İncelenen mealler arasında ortak ifadeler çoğunlukla 'yalan uyduran' ve 'Allah' kelimesi üzerinde yoğunlaşmaktadır. 'Yalan uyduran' ifadesi, ayetin ana temasını oluşturan kâfirliğin ve inkârın tanımını yapmaktadır. 'Zalim' kelimesi de, bu bağlamda adaletin ve cezanın önemini vurgulamak için kullanılmaktadır. Mealler arasında belirgin farklılıklar ise daha çok kullanılan üslup ve dil açısından ortaya çıkmaktadır. Bazı mealler, daha edebi bir dille ifade edilirken, bazıları daha doğrudan ve açıklayıcı bir üslup benimsemiştir. Bu çeşitlilik, farklı okuyucu kitlelerine hitap etmeyi amaçlamakta ve Kur'an'ın evrensel mesajını daha etkili bir şekilde iletmeyi hedeflemektedir.

A'râf Sûresi 37. Ayet ile Bağlantılı Diğer Ayetler

A'râf Sûresi 37. ayeti, insanların kötü fiillerinin sonuçları ve Cennet'e ya da Cehennem'e gidişleri ile ilgili bir durumu ifade etmektedir.
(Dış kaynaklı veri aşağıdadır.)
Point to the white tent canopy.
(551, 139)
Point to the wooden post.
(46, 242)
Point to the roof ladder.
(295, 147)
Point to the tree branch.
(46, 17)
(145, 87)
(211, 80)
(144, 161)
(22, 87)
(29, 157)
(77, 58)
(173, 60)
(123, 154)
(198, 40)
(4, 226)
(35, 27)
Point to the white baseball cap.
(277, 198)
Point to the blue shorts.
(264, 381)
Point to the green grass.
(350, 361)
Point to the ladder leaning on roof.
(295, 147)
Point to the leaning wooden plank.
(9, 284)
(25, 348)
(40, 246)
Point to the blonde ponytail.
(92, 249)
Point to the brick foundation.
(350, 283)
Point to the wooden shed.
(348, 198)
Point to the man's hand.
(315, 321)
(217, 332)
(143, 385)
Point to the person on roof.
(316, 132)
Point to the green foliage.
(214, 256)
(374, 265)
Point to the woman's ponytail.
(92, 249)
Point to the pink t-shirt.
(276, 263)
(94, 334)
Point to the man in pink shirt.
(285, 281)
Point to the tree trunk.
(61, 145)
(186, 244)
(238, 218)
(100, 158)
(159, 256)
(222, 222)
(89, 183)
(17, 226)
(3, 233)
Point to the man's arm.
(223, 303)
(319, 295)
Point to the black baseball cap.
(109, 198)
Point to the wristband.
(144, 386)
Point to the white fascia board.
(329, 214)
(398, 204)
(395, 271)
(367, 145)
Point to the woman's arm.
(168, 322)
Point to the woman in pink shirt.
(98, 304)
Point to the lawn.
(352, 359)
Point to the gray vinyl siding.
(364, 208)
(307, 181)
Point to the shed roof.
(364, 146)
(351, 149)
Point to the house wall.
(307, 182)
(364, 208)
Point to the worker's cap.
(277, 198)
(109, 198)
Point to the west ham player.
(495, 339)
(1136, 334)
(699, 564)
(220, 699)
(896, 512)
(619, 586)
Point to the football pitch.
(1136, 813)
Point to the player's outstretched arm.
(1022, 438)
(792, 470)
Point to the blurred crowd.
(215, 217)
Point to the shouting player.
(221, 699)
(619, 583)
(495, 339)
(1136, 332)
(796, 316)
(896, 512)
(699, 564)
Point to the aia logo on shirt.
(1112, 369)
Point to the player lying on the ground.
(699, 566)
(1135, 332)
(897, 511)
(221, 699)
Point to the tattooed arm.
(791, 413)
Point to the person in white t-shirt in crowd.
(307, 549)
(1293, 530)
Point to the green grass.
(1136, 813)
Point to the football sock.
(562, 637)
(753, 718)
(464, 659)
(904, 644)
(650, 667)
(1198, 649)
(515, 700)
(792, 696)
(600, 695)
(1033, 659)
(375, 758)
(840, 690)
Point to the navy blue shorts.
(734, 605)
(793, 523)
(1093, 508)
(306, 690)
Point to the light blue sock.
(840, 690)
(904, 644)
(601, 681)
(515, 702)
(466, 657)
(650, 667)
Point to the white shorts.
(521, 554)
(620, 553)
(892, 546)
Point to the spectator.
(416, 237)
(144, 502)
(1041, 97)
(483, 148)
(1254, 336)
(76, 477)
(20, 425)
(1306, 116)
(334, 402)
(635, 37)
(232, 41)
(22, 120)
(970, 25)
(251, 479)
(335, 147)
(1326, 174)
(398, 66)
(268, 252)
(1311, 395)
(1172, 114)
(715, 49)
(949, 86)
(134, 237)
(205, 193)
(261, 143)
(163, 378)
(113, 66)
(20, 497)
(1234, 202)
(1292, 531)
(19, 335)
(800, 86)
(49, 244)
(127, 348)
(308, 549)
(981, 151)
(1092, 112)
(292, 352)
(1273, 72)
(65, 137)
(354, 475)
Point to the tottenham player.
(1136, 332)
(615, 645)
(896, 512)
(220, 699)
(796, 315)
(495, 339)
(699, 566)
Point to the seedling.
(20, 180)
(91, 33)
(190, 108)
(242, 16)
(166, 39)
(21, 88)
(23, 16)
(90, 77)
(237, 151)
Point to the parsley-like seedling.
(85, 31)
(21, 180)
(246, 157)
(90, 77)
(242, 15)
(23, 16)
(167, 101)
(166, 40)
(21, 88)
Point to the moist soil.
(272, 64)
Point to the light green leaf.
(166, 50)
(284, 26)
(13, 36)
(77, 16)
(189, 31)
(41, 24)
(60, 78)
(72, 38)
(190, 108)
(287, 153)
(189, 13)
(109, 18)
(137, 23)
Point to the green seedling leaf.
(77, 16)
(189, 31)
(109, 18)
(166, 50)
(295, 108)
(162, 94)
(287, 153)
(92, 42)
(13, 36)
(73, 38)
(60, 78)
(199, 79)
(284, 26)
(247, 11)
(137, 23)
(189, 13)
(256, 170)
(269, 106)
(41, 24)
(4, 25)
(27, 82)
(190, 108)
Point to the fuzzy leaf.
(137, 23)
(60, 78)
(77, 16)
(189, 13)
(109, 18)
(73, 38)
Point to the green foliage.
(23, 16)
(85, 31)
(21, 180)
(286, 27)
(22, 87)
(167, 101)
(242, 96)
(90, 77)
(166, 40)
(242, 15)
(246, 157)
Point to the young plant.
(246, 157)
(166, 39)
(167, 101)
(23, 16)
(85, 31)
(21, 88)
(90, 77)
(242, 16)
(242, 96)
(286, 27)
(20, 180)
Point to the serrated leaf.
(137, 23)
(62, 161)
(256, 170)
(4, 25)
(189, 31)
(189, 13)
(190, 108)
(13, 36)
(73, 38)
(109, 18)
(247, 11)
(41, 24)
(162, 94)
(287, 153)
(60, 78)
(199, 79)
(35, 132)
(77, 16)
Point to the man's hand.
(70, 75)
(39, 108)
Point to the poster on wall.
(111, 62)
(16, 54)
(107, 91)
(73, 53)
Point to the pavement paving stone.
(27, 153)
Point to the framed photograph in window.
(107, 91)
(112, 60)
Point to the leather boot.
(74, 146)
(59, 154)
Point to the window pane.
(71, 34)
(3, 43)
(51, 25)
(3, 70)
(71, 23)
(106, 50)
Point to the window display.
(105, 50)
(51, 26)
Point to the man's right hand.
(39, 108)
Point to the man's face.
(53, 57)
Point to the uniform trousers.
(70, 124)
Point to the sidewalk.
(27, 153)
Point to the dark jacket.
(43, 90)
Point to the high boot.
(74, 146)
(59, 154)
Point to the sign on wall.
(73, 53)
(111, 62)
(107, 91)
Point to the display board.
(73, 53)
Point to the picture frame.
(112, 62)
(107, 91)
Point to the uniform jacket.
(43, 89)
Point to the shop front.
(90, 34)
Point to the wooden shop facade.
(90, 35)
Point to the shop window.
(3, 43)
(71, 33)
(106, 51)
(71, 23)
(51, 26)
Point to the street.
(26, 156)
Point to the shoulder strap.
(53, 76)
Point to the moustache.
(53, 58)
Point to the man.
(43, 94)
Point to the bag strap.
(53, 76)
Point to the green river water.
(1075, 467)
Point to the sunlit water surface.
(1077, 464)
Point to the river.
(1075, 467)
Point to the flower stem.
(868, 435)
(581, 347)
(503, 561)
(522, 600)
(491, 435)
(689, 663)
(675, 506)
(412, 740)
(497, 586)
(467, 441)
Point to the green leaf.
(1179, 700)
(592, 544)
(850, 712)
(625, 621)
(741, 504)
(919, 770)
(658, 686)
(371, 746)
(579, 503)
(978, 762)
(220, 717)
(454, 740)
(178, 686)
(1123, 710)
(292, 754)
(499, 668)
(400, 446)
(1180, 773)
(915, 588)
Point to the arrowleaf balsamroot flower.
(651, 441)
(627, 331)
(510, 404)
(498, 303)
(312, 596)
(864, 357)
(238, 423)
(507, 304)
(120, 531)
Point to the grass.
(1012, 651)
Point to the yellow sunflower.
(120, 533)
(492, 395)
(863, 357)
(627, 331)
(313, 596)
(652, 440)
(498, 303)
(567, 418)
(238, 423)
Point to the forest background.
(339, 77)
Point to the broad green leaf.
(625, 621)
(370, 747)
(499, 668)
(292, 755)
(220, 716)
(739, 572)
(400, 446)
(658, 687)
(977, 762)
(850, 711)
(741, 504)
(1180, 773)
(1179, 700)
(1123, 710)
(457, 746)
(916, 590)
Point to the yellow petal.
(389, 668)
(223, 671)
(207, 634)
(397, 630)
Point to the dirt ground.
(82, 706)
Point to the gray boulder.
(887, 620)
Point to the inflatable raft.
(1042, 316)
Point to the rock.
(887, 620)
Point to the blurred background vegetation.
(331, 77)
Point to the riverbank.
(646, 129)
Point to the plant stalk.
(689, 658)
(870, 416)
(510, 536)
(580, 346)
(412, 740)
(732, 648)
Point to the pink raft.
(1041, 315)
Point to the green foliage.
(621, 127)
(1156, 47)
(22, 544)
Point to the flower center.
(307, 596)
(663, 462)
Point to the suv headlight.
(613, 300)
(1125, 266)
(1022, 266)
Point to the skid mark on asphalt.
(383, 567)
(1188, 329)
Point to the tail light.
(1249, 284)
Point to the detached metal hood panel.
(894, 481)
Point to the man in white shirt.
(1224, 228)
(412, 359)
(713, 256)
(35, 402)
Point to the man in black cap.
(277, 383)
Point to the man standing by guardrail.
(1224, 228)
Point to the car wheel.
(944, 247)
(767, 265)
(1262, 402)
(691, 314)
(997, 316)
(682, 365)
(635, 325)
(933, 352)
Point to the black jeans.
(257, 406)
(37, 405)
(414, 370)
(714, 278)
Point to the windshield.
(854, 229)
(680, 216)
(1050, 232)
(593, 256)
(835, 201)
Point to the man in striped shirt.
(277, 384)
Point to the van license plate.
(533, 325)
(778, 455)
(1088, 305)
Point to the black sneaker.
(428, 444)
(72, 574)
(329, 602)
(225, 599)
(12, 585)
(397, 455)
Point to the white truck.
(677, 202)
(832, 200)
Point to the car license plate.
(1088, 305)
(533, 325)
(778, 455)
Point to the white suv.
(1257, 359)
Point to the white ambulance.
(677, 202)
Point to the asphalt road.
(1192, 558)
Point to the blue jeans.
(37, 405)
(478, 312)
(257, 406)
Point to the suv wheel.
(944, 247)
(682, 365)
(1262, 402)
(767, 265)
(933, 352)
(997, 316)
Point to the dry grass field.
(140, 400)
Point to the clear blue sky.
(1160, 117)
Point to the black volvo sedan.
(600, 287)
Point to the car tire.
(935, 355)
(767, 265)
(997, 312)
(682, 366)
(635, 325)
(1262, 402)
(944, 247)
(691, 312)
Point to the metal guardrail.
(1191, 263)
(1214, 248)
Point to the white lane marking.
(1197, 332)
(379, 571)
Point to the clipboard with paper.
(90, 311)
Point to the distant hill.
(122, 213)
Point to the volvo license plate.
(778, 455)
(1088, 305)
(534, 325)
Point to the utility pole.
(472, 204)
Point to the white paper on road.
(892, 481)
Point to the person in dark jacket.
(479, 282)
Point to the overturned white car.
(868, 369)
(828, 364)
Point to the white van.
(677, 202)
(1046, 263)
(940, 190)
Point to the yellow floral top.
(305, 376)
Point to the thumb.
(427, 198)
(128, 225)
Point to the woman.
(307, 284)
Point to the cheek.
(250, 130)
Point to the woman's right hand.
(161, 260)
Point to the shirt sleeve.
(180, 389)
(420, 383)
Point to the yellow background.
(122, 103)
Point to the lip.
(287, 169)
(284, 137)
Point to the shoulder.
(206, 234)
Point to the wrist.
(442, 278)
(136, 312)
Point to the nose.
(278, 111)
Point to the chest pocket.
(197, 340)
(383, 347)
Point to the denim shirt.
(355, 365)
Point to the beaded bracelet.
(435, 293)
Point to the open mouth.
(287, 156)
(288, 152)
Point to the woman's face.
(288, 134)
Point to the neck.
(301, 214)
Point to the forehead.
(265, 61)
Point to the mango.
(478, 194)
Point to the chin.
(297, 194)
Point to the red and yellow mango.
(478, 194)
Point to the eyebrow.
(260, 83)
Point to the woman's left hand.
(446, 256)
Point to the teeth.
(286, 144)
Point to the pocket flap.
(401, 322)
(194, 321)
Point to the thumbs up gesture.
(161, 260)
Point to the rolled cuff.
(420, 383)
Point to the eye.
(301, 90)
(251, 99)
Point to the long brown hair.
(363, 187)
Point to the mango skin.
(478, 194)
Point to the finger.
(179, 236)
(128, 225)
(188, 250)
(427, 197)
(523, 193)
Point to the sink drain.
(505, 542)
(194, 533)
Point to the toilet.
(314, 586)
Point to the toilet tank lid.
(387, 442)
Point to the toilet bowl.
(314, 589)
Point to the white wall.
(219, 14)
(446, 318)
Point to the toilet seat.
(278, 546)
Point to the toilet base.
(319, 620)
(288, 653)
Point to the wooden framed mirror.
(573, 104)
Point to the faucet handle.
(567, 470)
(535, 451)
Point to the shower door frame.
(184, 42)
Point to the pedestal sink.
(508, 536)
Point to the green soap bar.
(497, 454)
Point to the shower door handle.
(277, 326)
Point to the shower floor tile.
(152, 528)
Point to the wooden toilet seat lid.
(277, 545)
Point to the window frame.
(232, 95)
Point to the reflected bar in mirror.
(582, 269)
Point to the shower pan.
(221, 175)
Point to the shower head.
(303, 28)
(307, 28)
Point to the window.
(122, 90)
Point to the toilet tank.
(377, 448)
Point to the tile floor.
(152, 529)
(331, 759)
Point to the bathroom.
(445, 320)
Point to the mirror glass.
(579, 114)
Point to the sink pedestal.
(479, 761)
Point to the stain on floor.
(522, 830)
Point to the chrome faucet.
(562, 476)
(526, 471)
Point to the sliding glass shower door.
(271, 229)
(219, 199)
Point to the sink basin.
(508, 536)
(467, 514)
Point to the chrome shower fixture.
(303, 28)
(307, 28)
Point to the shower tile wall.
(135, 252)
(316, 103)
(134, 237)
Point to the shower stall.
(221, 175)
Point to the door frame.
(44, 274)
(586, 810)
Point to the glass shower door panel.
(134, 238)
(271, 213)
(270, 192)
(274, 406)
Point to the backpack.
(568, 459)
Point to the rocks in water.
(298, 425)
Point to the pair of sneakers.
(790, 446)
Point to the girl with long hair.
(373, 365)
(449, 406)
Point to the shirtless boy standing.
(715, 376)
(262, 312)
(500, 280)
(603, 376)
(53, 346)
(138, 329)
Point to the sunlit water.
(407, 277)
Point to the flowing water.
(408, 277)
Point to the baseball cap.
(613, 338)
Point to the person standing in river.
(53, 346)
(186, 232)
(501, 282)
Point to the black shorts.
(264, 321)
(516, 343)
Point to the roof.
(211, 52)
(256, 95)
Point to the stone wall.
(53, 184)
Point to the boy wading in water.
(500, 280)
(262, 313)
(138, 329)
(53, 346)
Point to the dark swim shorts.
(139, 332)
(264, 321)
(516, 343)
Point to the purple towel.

  • Bakara Suresi 81. Ayet: Bu ayette, Allah’ın ayetlerinin boşa gitmeyeceği ve sonuçlarının kesin olacağı vurgulanmaktadır. A'râf 37. ayetiyle bağlantılı olarak, insanların yaptıkları fiillerin sonuçlarını er ya da geç yaşayacakları mesajı ortaya çıkmaktadır.
  • Nisâ Sûresi 123. Ayet: Burada da, insanların yaptıkları eylemlerin karşılık bulacağı belirtilmektedir. A'râf 37. ayetiyle örtüşen bir temayla, iyi veya kötü davranışların sonuçlarının ahirette mükafat veya azap olarak tecelli edeceği ifade edilmektedir.
  • Mü´minûn Suresi 101. Ayet: Bu ayet, ölümden sonraki hayatı ve insanların o hayatta karşılaşacakları sonuçları açıklamaktadır. A'râf 37. ayetiyle bağlantıda, ahiret hayatında alınacak sözlerin önemine vurgu yapılmaktadır.

A'râf Sûresi 37. ayeti ve ilişkilendirilmiş diğer ayetler, insanın fiillerinin sonuçlarını ve ahirette karşılaşacakları durumu detaylandırmaktadır. Bu bağlamda, her bireyin eylemlerinin ciddiyeti ve sonuçlarının kaçınılmaz olduğu vurgulanmaktadır. Ayetler, müminlerin ve inkar edenlerin sonlarının ne olacağına dair bir uyarı niteliğindedir.